STAGE: Bringing Theater Magic to Life

Cirque’s KÀ a stunning mixture of human form and mechanical genius

Martin Stein

We watch as a ship carrying a princess and her nursemaid and entourage is tossed on a storm-whipped sea, bucking its passengers off one by one.


We see the nursemaid sinking to the ocean bottom, leaving a long stream of bubbles in her wake. The small warrior-princess swims down to retrieve her and carry her to the surface.


We view a cadre of warriors pursue the princess and her small entourage up a slope. As the hill becomes a cliff, arrows fly and embed themselves in stone, becoming hand- and footholds, allowing both hunters and hunted to clamber, swing and fall 70 feet.


It's all in one room, all on one stage, in Kà, Cirque du Soleil's latest show at the MGM Grand. Helmed by actor-writer-director Robert Lepage, a winner of Canada's prestigious Governor General's Award, Kà is Cirque's largest production to date, with a cost of $30 million (not counting the $135 million, specially constructed theater), more than 1,000 props, 75 performers and a 158-strong army of technicians.


With two massive surfaces capable of spinning, sinking and rearing up nearly on end, Kà is the definition of fantastic.

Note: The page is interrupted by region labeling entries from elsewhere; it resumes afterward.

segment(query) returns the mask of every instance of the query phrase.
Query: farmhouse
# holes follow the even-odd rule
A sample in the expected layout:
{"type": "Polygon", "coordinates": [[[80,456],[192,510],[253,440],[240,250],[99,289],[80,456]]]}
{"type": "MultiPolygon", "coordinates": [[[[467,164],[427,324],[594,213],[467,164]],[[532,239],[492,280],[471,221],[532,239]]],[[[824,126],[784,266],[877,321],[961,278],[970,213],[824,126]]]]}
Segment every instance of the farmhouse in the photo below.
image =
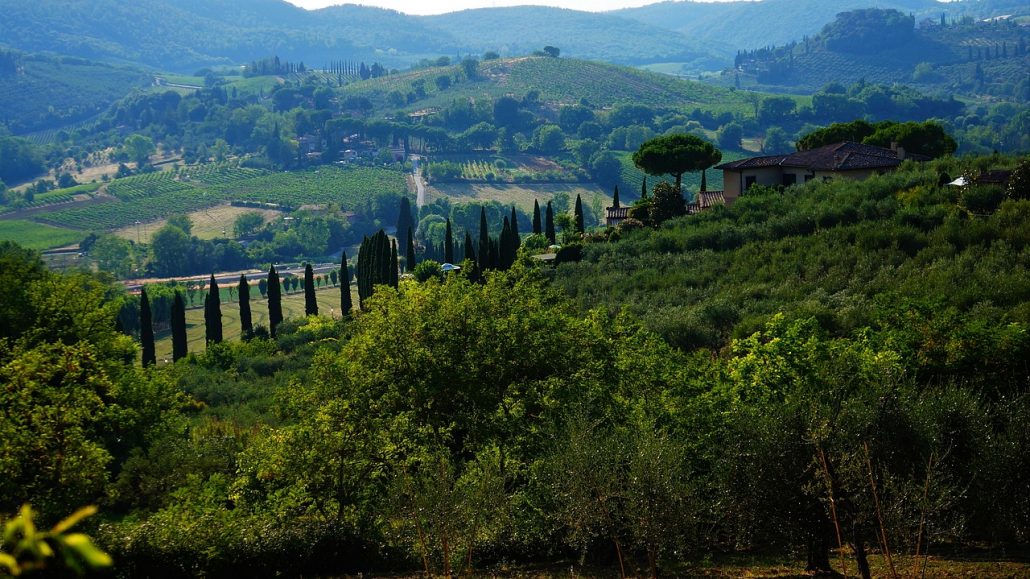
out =
{"type": "Polygon", "coordinates": [[[900,146],[886,148],[840,142],[790,155],[752,157],[716,166],[723,174],[723,197],[731,204],[753,184],[792,185],[812,179],[834,177],[865,179],[897,168],[906,159],[928,161],[920,155],[905,155],[900,146]]]}

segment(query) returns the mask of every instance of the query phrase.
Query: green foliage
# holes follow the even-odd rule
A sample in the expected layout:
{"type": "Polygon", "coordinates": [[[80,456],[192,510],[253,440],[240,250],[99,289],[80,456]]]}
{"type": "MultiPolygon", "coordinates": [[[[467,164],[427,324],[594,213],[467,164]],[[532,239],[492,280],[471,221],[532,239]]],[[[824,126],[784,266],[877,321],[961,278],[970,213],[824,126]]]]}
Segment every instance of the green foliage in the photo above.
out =
{"type": "Polygon", "coordinates": [[[673,175],[680,188],[683,173],[707,169],[722,159],[712,143],[686,134],[655,137],[633,154],[633,164],[649,175],[673,175]]]}
{"type": "Polygon", "coordinates": [[[0,180],[27,181],[43,172],[43,159],[29,140],[0,134],[0,180]]]}
{"type": "Polygon", "coordinates": [[[867,8],[840,12],[823,28],[821,38],[831,50],[868,54],[905,44],[915,29],[915,16],[897,10],[867,8]]]}
{"type": "Polygon", "coordinates": [[[443,270],[440,269],[440,264],[434,262],[433,260],[425,260],[417,266],[415,266],[415,280],[423,283],[431,279],[442,280],[444,278],[443,270]]]}
{"type": "Polygon", "coordinates": [[[67,533],[85,517],[97,512],[96,507],[83,507],[61,520],[48,532],[40,532],[33,521],[29,505],[24,505],[18,516],[3,524],[0,542],[0,568],[11,576],[25,572],[57,568],[67,569],[76,575],[111,567],[111,557],[98,549],[89,536],[67,533]],[[56,552],[55,552],[56,551],[56,552]],[[60,558],[59,558],[60,557],[60,558]]]}

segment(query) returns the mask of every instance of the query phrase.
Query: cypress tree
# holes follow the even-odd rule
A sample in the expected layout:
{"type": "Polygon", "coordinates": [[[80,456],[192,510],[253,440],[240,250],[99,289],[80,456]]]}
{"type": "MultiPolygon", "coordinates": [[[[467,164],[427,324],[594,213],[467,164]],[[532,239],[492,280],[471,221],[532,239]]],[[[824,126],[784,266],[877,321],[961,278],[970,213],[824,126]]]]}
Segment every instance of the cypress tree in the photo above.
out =
{"type": "Polygon", "coordinates": [[[515,263],[515,240],[512,239],[512,228],[508,217],[505,217],[505,223],[501,227],[501,238],[497,240],[497,267],[507,270],[515,263]]]}
{"type": "Polygon", "coordinates": [[[486,207],[479,208],[479,269],[490,268],[490,231],[486,225],[486,207]]]}
{"type": "Polygon", "coordinates": [[[369,298],[368,283],[369,283],[369,252],[372,251],[372,242],[369,240],[368,236],[362,239],[362,247],[357,252],[357,270],[355,271],[357,275],[357,305],[360,308],[365,307],[365,300],[369,298]]]}
{"type": "Polygon", "coordinates": [[[348,317],[354,309],[350,299],[350,271],[347,270],[347,252],[343,252],[340,262],[340,315],[348,317]]]}
{"type": "Polygon", "coordinates": [[[209,344],[221,341],[221,296],[213,273],[204,300],[204,334],[209,344]]]}
{"type": "Polygon", "coordinates": [[[249,340],[254,335],[253,318],[250,315],[250,283],[242,273],[236,292],[240,295],[240,330],[243,332],[243,339],[249,340]]]}
{"type": "Polygon", "coordinates": [[[583,200],[580,198],[578,193],[576,194],[576,209],[574,210],[573,215],[576,217],[576,233],[583,235],[586,231],[586,228],[583,225],[583,200]]]}
{"type": "Polygon", "coordinates": [[[389,244],[389,284],[391,287],[397,287],[401,280],[399,279],[399,271],[401,265],[398,263],[397,258],[397,240],[393,239],[389,244]]]}
{"type": "Polygon", "coordinates": [[[304,315],[318,315],[318,300],[315,299],[315,272],[311,264],[304,266],[304,315]]]}
{"type": "MultiPolygon", "coordinates": [[[[372,281],[373,287],[375,285],[390,285],[390,280],[393,279],[393,276],[389,272],[390,266],[393,265],[393,257],[390,252],[392,242],[386,237],[386,233],[383,230],[379,230],[376,233],[376,238],[378,240],[376,245],[379,247],[379,250],[373,253],[373,259],[376,260],[376,263],[373,264],[376,268],[376,276],[372,281]]],[[[373,293],[375,292],[373,291],[373,293]]]]}
{"type": "Polygon", "coordinates": [[[411,217],[411,202],[408,200],[408,196],[401,198],[401,209],[397,215],[397,237],[398,239],[404,235],[404,232],[409,229],[415,229],[415,220],[411,217]]]}
{"type": "Polygon", "coordinates": [[[143,366],[157,364],[158,354],[153,348],[153,321],[150,316],[150,299],[146,297],[146,287],[139,296],[139,341],[143,349],[143,366]]]}
{"type": "Polygon", "coordinates": [[[172,301],[172,362],[186,356],[186,306],[182,294],[175,291],[172,301]]]}
{"type": "Polygon", "coordinates": [[[411,233],[411,228],[408,228],[408,251],[405,261],[408,262],[407,270],[415,271],[415,235],[411,233]]]}
{"type": "Polygon", "coordinates": [[[450,217],[447,217],[447,233],[444,236],[444,263],[454,263],[454,236],[450,229],[450,217]]]}
{"type": "Polygon", "coordinates": [[[544,222],[544,227],[545,227],[544,231],[546,232],[547,240],[551,242],[551,245],[554,245],[554,239],[555,239],[554,238],[554,209],[551,208],[551,202],[550,201],[547,202],[547,214],[546,214],[546,217],[547,218],[544,222]]]}
{"type": "Polygon", "coordinates": [[[275,329],[282,323],[282,288],[275,266],[268,269],[268,331],[275,337],[275,329]]]}
{"type": "MultiPolygon", "coordinates": [[[[512,228],[512,243],[515,244],[515,251],[518,251],[518,248],[522,245],[522,239],[519,237],[518,234],[518,215],[515,214],[514,205],[512,205],[512,220],[510,225],[512,228]]],[[[515,263],[514,259],[512,260],[512,263],[515,263]]]]}
{"type": "Polygon", "coordinates": [[[468,262],[468,270],[465,274],[469,280],[478,282],[480,280],[479,266],[476,261],[476,249],[473,245],[472,234],[468,230],[465,232],[465,261],[468,262]]]}
{"type": "Polygon", "coordinates": [[[468,230],[465,232],[465,259],[473,263],[476,262],[476,246],[473,244],[472,234],[468,230]]]}

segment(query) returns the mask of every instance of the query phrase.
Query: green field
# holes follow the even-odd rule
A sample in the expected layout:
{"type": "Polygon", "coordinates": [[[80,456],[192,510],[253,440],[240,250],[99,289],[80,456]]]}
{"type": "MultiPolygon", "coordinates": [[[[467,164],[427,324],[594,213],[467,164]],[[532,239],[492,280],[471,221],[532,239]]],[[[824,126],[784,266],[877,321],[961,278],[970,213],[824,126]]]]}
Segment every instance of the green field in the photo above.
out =
{"type": "Polygon", "coordinates": [[[82,240],[82,233],[24,219],[0,220],[0,241],[14,241],[30,249],[63,247],[82,240]]]}
{"type": "MultiPolygon", "coordinates": [[[[318,300],[318,313],[322,315],[340,315],[340,288],[324,287],[315,291],[318,300]]],[[[227,340],[239,340],[243,334],[240,329],[239,302],[228,302],[227,294],[222,292],[221,331],[227,340]]],[[[351,301],[357,303],[357,286],[351,285],[351,301]]],[[[250,313],[254,326],[268,328],[268,300],[261,297],[258,286],[250,290],[250,313]]],[[[282,297],[282,315],[284,318],[304,316],[304,292],[288,294],[282,297]]],[[[169,330],[154,335],[154,347],[158,364],[164,365],[172,359],[172,333],[169,330]]],[[[204,351],[204,308],[186,310],[186,347],[192,352],[204,351]]]]}
{"type": "Polygon", "coordinates": [[[539,201],[543,206],[558,193],[568,194],[572,200],[579,195],[584,203],[590,203],[594,196],[599,196],[606,207],[612,202],[611,192],[605,192],[593,183],[444,183],[426,189],[426,202],[432,203],[440,198],[447,198],[454,205],[472,201],[496,201],[504,205],[515,205],[531,215],[534,201],[539,201]]]}
{"type": "Polygon", "coordinates": [[[190,213],[231,201],[287,207],[339,204],[345,211],[371,207],[380,195],[404,195],[404,172],[378,167],[319,167],[271,173],[232,163],[181,167],[112,181],[107,192],[116,202],[57,209],[38,218],[78,229],[111,231],[190,213]]]}
{"type": "Polygon", "coordinates": [[[480,78],[461,80],[443,91],[437,90],[437,76],[457,74],[457,67],[420,69],[408,73],[372,78],[348,84],[347,95],[368,97],[377,106],[391,107],[387,95],[403,95],[423,82],[426,97],[418,108],[443,107],[454,99],[497,98],[514,95],[521,98],[530,91],[541,101],[577,103],[589,101],[593,107],[616,103],[646,104],[661,107],[700,107],[716,113],[746,112],[751,106],[745,95],[701,82],[688,81],[657,72],[620,67],[576,59],[526,57],[481,63],[480,78]]]}
{"type": "Polygon", "coordinates": [[[70,57],[22,56],[20,73],[0,75],[3,117],[13,133],[65,127],[103,112],[135,88],[144,72],[70,57]]]}

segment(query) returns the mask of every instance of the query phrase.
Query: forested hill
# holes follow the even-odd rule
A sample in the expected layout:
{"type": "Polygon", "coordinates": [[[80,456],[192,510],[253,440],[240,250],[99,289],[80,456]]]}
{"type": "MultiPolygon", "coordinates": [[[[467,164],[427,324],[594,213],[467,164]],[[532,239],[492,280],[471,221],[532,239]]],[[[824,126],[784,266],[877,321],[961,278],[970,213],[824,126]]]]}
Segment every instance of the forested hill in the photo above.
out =
{"type": "Polygon", "coordinates": [[[897,10],[853,10],[800,42],[742,50],[723,81],[791,92],[828,82],[905,83],[1025,102],[1028,45],[1030,28],[1014,19],[919,21],[897,10]]]}
{"type": "MultiPolygon", "coordinates": [[[[759,48],[787,44],[805,35],[818,33],[837,13],[860,8],[893,8],[918,19],[960,20],[964,15],[987,19],[1004,14],[1025,14],[1023,0],[966,0],[941,3],[936,0],[761,0],[760,2],[683,2],[671,1],[614,13],[653,26],[660,26],[686,37],[719,48],[759,48]]],[[[732,57],[732,53],[724,54],[732,57]]]]}
{"type": "Polygon", "coordinates": [[[713,60],[699,42],[659,27],[540,7],[424,18],[355,5],[308,11],[281,0],[7,4],[0,10],[0,43],[9,47],[182,72],[269,55],[314,66],[364,59],[406,68],[426,57],[487,50],[518,55],[548,44],[569,56],[619,63],[673,59],[711,70],[723,62],[713,60]]]}
{"type": "Polygon", "coordinates": [[[426,23],[461,42],[462,48],[507,55],[527,54],[551,44],[562,54],[618,64],[687,63],[695,70],[713,70],[725,62],[731,44],[699,42],[659,24],[643,23],[610,13],[593,13],[544,6],[482,8],[439,16],[426,23]]]}
{"type": "Polygon", "coordinates": [[[906,573],[1026,576],[994,559],[1030,537],[1028,178],[758,188],[144,368],[142,298],[0,242],[0,512],[100,504],[113,577],[884,577],[883,537],[906,573]]]}
{"type": "Polygon", "coordinates": [[[517,56],[553,45],[577,58],[674,62],[694,73],[723,68],[737,48],[800,40],[840,10],[872,6],[919,19],[1026,12],[1016,0],[665,2],[614,12],[518,6],[437,16],[352,4],[304,10],[283,0],[7,0],[0,45],[179,72],[270,55],[309,66],[346,59],[405,68],[422,58],[517,56]]]}

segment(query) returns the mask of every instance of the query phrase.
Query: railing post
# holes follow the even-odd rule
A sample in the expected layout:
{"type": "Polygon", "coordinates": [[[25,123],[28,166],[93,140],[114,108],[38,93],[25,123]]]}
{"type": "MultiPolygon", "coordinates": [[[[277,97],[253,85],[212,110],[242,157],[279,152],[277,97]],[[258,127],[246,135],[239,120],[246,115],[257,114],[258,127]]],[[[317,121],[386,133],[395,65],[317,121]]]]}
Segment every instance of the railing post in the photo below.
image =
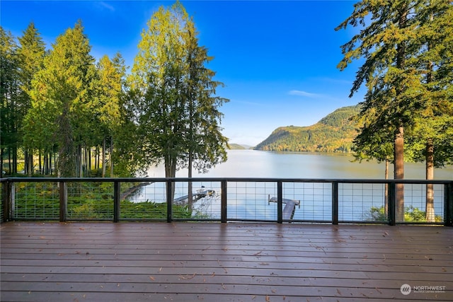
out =
{"type": "Polygon", "coordinates": [[[167,222],[173,220],[173,182],[170,180],[166,181],[167,189],[167,222]]]}
{"type": "Polygon", "coordinates": [[[283,183],[277,182],[277,223],[283,223],[283,183]]]}
{"type": "Polygon", "coordinates": [[[3,220],[10,221],[13,220],[11,209],[13,208],[13,182],[7,180],[4,182],[1,194],[3,200],[3,220]]]}
{"type": "Polygon", "coordinates": [[[223,180],[220,183],[220,221],[223,223],[226,222],[226,180],[223,180]]]}
{"type": "Polygon", "coordinates": [[[120,221],[120,197],[121,195],[119,181],[113,182],[113,222],[120,221]]]}
{"type": "Polygon", "coordinates": [[[395,200],[395,182],[389,182],[389,225],[394,226],[396,224],[396,202],[395,200]]]}
{"type": "Polygon", "coordinates": [[[67,182],[59,183],[59,222],[64,222],[67,219],[68,212],[68,190],[67,182]]]}
{"type": "Polygon", "coordinates": [[[332,224],[338,224],[338,182],[332,182],[332,224]]]}
{"type": "Polygon", "coordinates": [[[444,185],[444,225],[453,226],[453,182],[444,185]]]}

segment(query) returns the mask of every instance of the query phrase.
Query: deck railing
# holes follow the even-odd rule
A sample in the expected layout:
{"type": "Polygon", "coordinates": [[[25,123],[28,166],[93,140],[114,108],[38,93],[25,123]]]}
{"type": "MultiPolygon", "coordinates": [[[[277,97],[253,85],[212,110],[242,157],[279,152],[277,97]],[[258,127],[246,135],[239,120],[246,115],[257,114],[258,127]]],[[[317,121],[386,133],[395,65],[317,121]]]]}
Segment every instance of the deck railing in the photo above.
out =
{"type": "Polygon", "coordinates": [[[241,221],[452,226],[453,220],[453,180],[8,178],[0,183],[2,222],[241,221]],[[404,186],[403,221],[396,219],[396,184],[404,186]],[[435,216],[426,220],[428,184],[434,188],[435,216]],[[193,188],[192,200],[189,187],[193,188]]]}

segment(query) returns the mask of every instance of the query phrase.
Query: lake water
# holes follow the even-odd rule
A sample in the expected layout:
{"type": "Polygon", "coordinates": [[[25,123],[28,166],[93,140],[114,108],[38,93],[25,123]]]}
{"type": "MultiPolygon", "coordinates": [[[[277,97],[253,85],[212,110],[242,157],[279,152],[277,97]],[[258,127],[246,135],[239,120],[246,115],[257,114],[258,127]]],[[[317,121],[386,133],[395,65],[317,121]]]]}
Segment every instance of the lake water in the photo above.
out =
{"type": "MultiPolygon", "coordinates": [[[[274,178],[384,178],[385,164],[375,161],[352,162],[350,154],[275,153],[256,150],[229,150],[228,161],[207,174],[193,172],[193,177],[274,178]]],[[[393,178],[393,165],[389,165],[393,178]]],[[[153,167],[149,177],[165,177],[164,167],[153,167]]],[[[187,177],[187,170],[176,177],[187,177]]],[[[405,178],[425,179],[425,164],[406,163],[405,178]]],[[[453,166],[435,169],[435,178],[453,179],[453,166]]]]}
{"type": "MultiPolygon", "coordinates": [[[[228,151],[228,161],[218,165],[207,174],[193,173],[193,177],[262,178],[301,179],[384,179],[384,163],[375,161],[352,162],[349,154],[274,153],[253,150],[228,151]]],[[[389,166],[389,178],[393,178],[393,165],[389,166]]],[[[176,177],[186,178],[187,170],[178,171],[176,177]]],[[[148,171],[151,178],[164,178],[162,165],[148,171]]],[[[436,169],[435,179],[453,179],[453,167],[436,169]]],[[[423,163],[406,163],[405,178],[425,178],[423,163]]],[[[405,185],[405,205],[425,209],[425,186],[405,185]]],[[[220,182],[194,182],[193,190],[213,190],[216,194],[202,198],[194,203],[194,216],[219,219],[220,217],[220,182]]],[[[435,187],[436,214],[443,215],[443,187],[435,187]]],[[[276,220],[277,204],[268,202],[277,196],[276,182],[229,182],[227,187],[229,220],[276,220]]],[[[177,182],[175,197],[188,194],[187,183],[177,182]]],[[[165,183],[154,182],[136,194],[134,201],[165,202],[165,183]]],[[[283,198],[297,200],[294,219],[329,221],[332,218],[332,186],[331,183],[284,182],[283,198]]],[[[342,184],[338,185],[340,221],[367,220],[370,209],[384,204],[382,184],[342,184]]]]}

Barges become beaches, forests become factories, and glaciers become battlegrounds as the first Cirque to adopt a story line also makes use of cinematic devices to direct the audience's attention and provide previously impossible views.


It's a light plot, but certainly the equal of any opera. The story concerns a royal brother and sister separated by an enemy's sneak attack, led by the Chief Archer and orchestrated by the yellow-clad Counselor and his Marilyn Manson-like son who has created an explosive-manufacturing device. Eventually captured, the Archer's daughter frees the prince and the final battle begins.


Some shows like Mystère and Zumanity primarily rely on the physicality of the performers. Others, like O, depend upon the technology of stagecraft. Though the platforms are certainly worthy of high billing, Kà is a seamless blend of form and physics. The success of this marriage is brought home during the production's most intimate scene in which the young prince and his fighting instructor seek respite during their flight by casting shadow puppets against a wall. With nothing more than their fingers and hands, the two elicit gasps of astonishment from the audience, creating true magic.